Article V of the US Constitution, which establishes the amendment process, requires a de facto margin of appreciation of 75 percent—three-fourths of the states must vote in favor for ratification. Theoretically, a proposed amendment could be rejected with only about seven million people opposed, a bare majority in the 13 least-populous states. That’s just over 2 percent of the population.
Posner noted that it’s unlikely for opposition to be distributed in a way that creates such a disproportionate impact, but Article V nevertheless creates “a very high threshold.” Which the founders clearly understood and intended, he acknowledged, so what’s the problem?
In the United States, a student pointed out, the original understanding of the citizens themselves has changed since the founding. Like the French or Germans today, whose national identity supersedes any sense of affiliation with the European Union, early Americans considered themselves state citizens first. Now, Posner agreed, “there’s more of a national consciousness.”

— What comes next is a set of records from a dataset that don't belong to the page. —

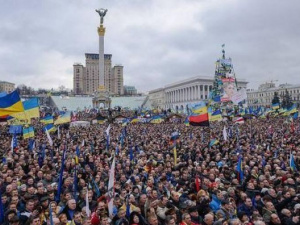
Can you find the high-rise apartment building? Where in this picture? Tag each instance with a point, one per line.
(86, 78)
(6, 86)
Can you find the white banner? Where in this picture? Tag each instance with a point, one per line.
(111, 189)
(239, 96)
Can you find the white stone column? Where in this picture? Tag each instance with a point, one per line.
(193, 92)
(101, 32)
(173, 96)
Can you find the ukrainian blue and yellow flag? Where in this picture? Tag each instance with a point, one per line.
(292, 109)
(292, 163)
(239, 169)
(275, 106)
(213, 142)
(65, 118)
(186, 121)
(125, 122)
(50, 127)
(28, 132)
(214, 116)
(31, 110)
(156, 119)
(135, 120)
(10, 104)
(47, 120)
(199, 108)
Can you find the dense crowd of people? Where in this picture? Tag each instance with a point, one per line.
(201, 186)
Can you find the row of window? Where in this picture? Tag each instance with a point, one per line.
(282, 92)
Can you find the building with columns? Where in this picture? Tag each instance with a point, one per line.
(180, 94)
(98, 77)
(264, 95)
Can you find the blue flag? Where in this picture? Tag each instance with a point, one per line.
(292, 163)
(1, 210)
(60, 177)
(239, 169)
(127, 209)
(97, 190)
(130, 154)
(51, 217)
(30, 144)
(75, 184)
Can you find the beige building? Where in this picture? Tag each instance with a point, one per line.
(6, 86)
(265, 94)
(86, 79)
(185, 92)
(117, 80)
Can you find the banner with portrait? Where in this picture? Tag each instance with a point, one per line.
(239, 96)
(228, 89)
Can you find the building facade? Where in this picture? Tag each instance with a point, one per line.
(86, 78)
(183, 93)
(265, 94)
(117, 80)
(6, 86)
(130, 90)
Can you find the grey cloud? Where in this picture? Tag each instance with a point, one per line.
(158, 42)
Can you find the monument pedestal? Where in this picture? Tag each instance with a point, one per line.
(101, 100)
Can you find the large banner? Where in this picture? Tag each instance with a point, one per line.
(239, 96)
(229, 89)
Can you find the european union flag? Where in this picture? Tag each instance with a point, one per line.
(10, 104)
(130, 154)
(239, 169)
(292, 163)
(1, 210)
(295, 116)
(59, 189)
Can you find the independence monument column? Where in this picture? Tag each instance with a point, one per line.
(101, 33)
(102, 96)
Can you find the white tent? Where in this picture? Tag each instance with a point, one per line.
(80, 124)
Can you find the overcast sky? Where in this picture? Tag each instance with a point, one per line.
(157, 41)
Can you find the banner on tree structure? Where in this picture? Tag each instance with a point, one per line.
(229, 89)
(239, 96)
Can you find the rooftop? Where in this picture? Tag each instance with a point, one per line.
(75, 103)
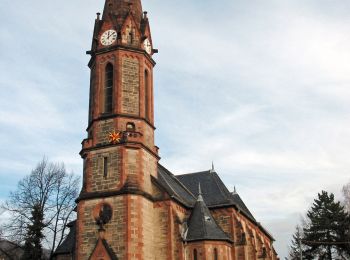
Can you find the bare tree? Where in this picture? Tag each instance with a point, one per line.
(346, 193)
(50, 186)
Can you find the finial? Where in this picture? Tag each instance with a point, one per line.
(212, 167)
(235, 190)
(200, 198)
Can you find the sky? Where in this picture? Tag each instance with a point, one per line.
(261, 88)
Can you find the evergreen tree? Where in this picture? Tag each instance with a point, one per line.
(296, 247)
(326, 234)
(32, 246)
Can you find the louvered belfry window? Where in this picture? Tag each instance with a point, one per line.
(108, 106)
(195, 254)
(216, 256)
(147, 96)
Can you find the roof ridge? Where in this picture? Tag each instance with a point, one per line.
(191, 173)
(217, 179)
(178, 181)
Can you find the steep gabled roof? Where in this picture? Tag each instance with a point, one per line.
(202, 226)
(215, 193)
(174, 187)
(214, 190)
(241, 206)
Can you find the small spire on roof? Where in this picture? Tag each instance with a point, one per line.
(200, 197)
(235, 190)
(212, 167)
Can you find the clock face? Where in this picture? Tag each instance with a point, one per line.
(108, 37)
(147, 46)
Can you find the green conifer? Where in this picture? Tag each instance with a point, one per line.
(32, 246)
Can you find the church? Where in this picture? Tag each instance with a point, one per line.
(130, 206)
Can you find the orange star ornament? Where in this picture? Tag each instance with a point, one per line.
(115, 137)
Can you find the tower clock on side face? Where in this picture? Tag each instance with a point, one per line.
(108, 37)
(147, 46)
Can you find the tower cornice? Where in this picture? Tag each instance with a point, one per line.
(118, 48)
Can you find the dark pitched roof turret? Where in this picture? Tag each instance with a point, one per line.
(201, 224)
(119, 9)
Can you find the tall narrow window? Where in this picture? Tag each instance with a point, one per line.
(108, 91)
(195, 254)
(216, 256)
(105, 167)
(147, 96)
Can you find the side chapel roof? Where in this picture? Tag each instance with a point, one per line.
(215, 193)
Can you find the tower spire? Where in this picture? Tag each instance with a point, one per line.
(121, 8)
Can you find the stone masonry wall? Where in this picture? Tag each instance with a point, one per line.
(115, 230)
(161, 224)
(130, 86)
(102, 131)
(99, 182)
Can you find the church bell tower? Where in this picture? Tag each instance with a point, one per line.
(114, 208)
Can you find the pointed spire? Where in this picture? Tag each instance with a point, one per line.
(200, 197)
(235, 190)
(202, 225)
(212, 167)
(121, 8)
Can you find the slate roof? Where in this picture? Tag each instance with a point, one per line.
(202, 225)
(174, 187)
(68, 245)
(215, 193)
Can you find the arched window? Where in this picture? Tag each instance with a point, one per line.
(130, 127)
(216, 256)
(195, 254)
(108, 89)
(147, 96)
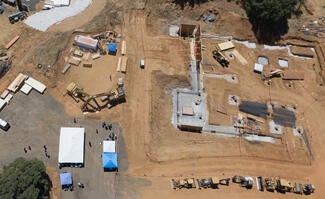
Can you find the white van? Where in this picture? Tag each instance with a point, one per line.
(4, 125)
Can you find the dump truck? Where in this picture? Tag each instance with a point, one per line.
(187, 183)
(297, 188)
(212, 182)
(91, 102)
(221, 59)
(246, 182)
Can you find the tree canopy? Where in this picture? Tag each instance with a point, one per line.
(25, 179)
(270, 11)
(269, 17)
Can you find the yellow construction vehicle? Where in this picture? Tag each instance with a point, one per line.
(91, 102)
(188, 183)
(223, 60)
(270, 184)
(283, 185)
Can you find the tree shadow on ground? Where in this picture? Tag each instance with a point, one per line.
(269, 33)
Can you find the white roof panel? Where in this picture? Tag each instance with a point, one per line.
(109, 146)
(40, 87)
(226, 45)
(26, 89)
(71, 149)
(258, 67)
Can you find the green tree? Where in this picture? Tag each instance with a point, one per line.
(269, 17)
(25, 179)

Another reading assignment, Yale law professor Bruce Ackerman’s 2006 Oliver Wendell Holmes Lecture at Harvard on the living constitution, touched on that subject. Paraphrasing Ackerman, a student said, “The shift in consciousness led to a shift in who we think should be addressing our problems.”
For its critics, originalism suffers from judicial detachment highlighted by that shifting consciousness, a failure to give due weight to the moral and emotional concerns of contemporary politics, relying instead on dry parchment. “Let me give you an example,” Posner said. “I’m in favor of gun control, so I was talking to somebody about it and he was saying, ‘My mother lives in rural Maryland and the only way she can protect herself is by having a gun. You want to take that away from her.’ OK. What’s the argument to the Supreme Court? ‘Well, in the 18th century …’”
One student’s opposition to originalism was rooted in exactly that distance between contemporary political conflict and ideals ordained and established more than two centuries ago. Originalist concern about judges straying outside the boundaries of the text, on whatever grounds, gave him no pause. “Even in the worst-case scenario, where they’re instantiating their own policy preferences, I’d probably prefer to be governed by legal elites today than to be governed by legal elites of 220 years ago.”
Asked why, he said, “They know more; they’re closer to my values.”
Suppose the United States passed a constitutional amendment permitting same-sex marriage, another student responded. If the opposite view held sway in the 2060s, he asked, would it be acceptable “to undo that because they shouldn’t be bound by what people 50 years ago thought?”
“My point was not that I’m totally comfortable with the idea of justices just instantiating their policy preferences,” the common law advocate responded. He considered that the worst-case scenario and, on balance, still preferable. “It’s the bear problem. I think there are worse problems with originalism than there are with that.”
Syllabus
Through the nine weeks of the Law School seminar Originalism and Its Critics, students read dozens of legal opinions, journal articles, and scholarly lectures on different forms of constitutional interpretation. Coteachers Eric Posner and William Baude took opposing sides of the debate—Posner dubious about originalism, Baude supportive of it. The discussions drew similar lines among the students and teased out the distinctions between and nuances within opposing legal philosophies. Grades were based “mainly” on a 20–30 page research paper with attendance and participation factoring in “at the margin.”